資料科學和人工智慧技術筆記 五、文字預處理
阿新 • • 發佈:2018-11-15
五、文字預處理
作者:Chris Albon
譯者:飛龍
詞袋
# 載入庫
import numpy as np
from sklearn.feature_extraction.text import CountVectorizer
import pandas as pd
# 建立文字
text_data = np.array(['I love Brazil. Brazil!',
'Sweden is best',
'Germany beats both' ])
# 建立詞袋特徵矩陣
count = CountVectorizer()
bag_of_words = count.fit_transform(text_data)
# 展示特徵矩陣
bag_of_words.toarray()
'''
array([[0, 0, 0, 2, 0, 0, 1, 0],
[0, 1, 0, 0, 0, 1, 0, 1],
[1, 0, 1, 0, 1, 0, 0, 0]], dtype=int64)
'''
# 獲取特徵名稱
feature_names = count.get_feature_names()
# 檢視特徵名稱
feature_names
# ['beats', 'best', 'both', 'brazil', 'germany', 'is', 'love', 'sweden']
# 建立資料幀
pd.DataFrame(bag_of_words.toarray(), columns=feature_names)
beats | best | both | brazil | germany | is | love | sweden | |
---|---|---|---|---|---|---|---|---|
0 | 0 | 0 | 0 | 2 | 0 | 0 | 1 | 0 |
1 | 0 | 1 | 0 | 0 | 0 | 1 | 0 | 1 |
2 | 1 | 0 | 1 | 0 | 1 | 0 | 0 | 0 |
解析 HTML
# 載入庫
from bs4 import BeautifulSoup
# 建立一些 HTML 程式碼
html = "<div class='full_name'><span style='font-weight:bold'>Masego</span> Azra</div>"
# 解析 html
soup = BeautifulSoup(html, "lxml")
# 尋找帶有 "full_name" 類的 <div>,展示文字
soup.find("div", { "class" : "full_name" }).text
# 'Masego Azra'
移除標點
# 載入庫
import string
import numpy as np
# 建立文字
text_data = ['Hi!!!! I. Love. This. Song....',
'10000% Agree!!!! #LoveIT',
'Right?!?!']
# 建立函式,使用 string.punctuation 移除所有標點
def remove_punctuation(sentence: str) -> str:
return sentence.translate(str.maketrans('', '', string.punctuation))
# 應用函式
[remove_punctuation(sentence) for sentence in text_data]
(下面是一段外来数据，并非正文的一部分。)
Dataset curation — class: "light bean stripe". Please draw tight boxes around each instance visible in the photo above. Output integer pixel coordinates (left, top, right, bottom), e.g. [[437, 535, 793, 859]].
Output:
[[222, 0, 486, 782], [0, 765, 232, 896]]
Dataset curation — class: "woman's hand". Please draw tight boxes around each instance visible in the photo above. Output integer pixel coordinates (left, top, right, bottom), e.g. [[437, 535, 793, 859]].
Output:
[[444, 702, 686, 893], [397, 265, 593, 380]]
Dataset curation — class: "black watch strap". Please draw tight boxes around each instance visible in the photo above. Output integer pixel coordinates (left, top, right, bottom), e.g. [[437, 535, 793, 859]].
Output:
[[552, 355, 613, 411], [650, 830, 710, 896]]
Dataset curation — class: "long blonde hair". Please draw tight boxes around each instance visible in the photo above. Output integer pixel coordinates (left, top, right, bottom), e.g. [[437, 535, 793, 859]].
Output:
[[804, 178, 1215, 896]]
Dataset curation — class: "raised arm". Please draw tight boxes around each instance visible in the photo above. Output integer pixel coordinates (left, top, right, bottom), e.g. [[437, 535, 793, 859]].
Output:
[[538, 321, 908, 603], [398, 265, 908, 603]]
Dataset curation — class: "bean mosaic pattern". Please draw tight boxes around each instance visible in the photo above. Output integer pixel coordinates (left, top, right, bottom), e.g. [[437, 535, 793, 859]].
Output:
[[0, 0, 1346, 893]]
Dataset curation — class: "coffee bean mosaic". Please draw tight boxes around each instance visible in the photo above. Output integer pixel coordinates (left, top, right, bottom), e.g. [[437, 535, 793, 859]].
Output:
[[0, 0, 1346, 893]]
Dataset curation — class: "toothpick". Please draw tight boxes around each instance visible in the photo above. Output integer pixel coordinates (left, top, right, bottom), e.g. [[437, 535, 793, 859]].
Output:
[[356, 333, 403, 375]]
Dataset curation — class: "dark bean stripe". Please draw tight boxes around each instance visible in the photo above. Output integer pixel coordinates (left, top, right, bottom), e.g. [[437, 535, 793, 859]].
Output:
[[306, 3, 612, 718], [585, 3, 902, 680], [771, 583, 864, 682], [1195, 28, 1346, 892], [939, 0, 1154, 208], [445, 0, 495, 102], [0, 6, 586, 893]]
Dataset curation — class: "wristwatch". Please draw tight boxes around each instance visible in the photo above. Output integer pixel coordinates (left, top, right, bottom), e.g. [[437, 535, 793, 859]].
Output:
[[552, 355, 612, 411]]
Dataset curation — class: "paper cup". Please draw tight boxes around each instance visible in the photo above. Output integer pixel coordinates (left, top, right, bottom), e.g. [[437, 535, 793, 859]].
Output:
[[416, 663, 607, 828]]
# ['Hi I Love This Song', '10000 Agree LoveIT', 'Right']
移除停止詞
# 載入庫
from nltk.corpus import stopwords
# 你第一次需要下載停止詞的集合
import nltk
nltk.download('stopwords')
'''
[nltk_data] Downloading package stopwords to
[nltk_data] /Users/chrisalbon/nltk_data...
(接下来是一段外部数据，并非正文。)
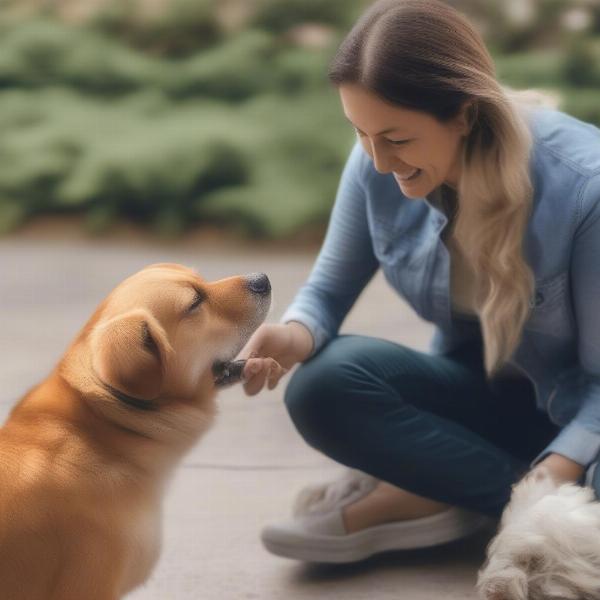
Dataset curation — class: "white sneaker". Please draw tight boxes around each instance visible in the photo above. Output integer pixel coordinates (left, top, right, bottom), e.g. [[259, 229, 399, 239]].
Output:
[[261, 471, 495, 563]]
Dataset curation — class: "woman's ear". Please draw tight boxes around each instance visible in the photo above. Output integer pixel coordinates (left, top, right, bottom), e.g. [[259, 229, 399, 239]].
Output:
[[90, 310, 172, 400]]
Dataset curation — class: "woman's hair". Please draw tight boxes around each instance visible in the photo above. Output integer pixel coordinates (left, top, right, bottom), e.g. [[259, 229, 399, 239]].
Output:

[nltk_data] Package stopwords is already up-to-date!
True
'''
# 建立單詞標記
tokenized_words = ['i', 'am', 'going', 'to', 'go', 'to', 'the', 'store', 'and', 'park']
# 載入停止詞
stop_words = stopwords.words('english')
# 展示停止詞
stop_words[:5]
# ['i', 'me', 'my', 'myself', 'we']
# 移除停止詞
[word for word in tokenized_words if word not in stop_words]
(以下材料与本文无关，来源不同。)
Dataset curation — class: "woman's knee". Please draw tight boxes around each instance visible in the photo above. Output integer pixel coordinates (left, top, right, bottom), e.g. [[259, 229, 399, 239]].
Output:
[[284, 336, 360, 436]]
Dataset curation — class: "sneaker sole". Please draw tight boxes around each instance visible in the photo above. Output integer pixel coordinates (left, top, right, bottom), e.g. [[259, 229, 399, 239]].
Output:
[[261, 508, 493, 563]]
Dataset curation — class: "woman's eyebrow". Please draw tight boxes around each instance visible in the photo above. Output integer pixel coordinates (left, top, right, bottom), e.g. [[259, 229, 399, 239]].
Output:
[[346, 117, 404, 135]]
# ['going', 'go', 'store', 'park']
替換字元
# 匯入庫
import re
# 建立文字
text_data = ['Interrobang. By Aishwarya Henriette',
'Parking And Going. By Karl Gautier',
'Today Is The night. By Jarek Prakash']
# 移除句號
remove_periods = [string.replace('.', '') for string in text_data]
# 展示文字
remove_periods
'''
['Interrobang By Aishwarya Henriette',
'Parking And Going By Karl Gautier',
'Today Is The night By Jarek Prakash']
'''
# 建立函式
def replace_letters_with_X(string: str) -> str:
return re.sub(r'[a-zA-Z]', 'X', string)
# 應用函式
[replace_letters_with_X(string) for string in remove_periods]
'''
['XXXXXXXXXXX XX XXXXXXXXX XXXXXXXXX',
'XXXXXXX XXX XXXXX XX XXXX XXXXXXX',
'XXXXX XX XXX XXXXX XX XXXXX XXXXXXX']
'''
詞幹提取
# 載入庫
from nltk.stem.porter import PorterStemmer
# 建立單詞標記
tokenized_words = ['i', 'am', 'humbled', 'by', 'this', 'traditional', 'meeting']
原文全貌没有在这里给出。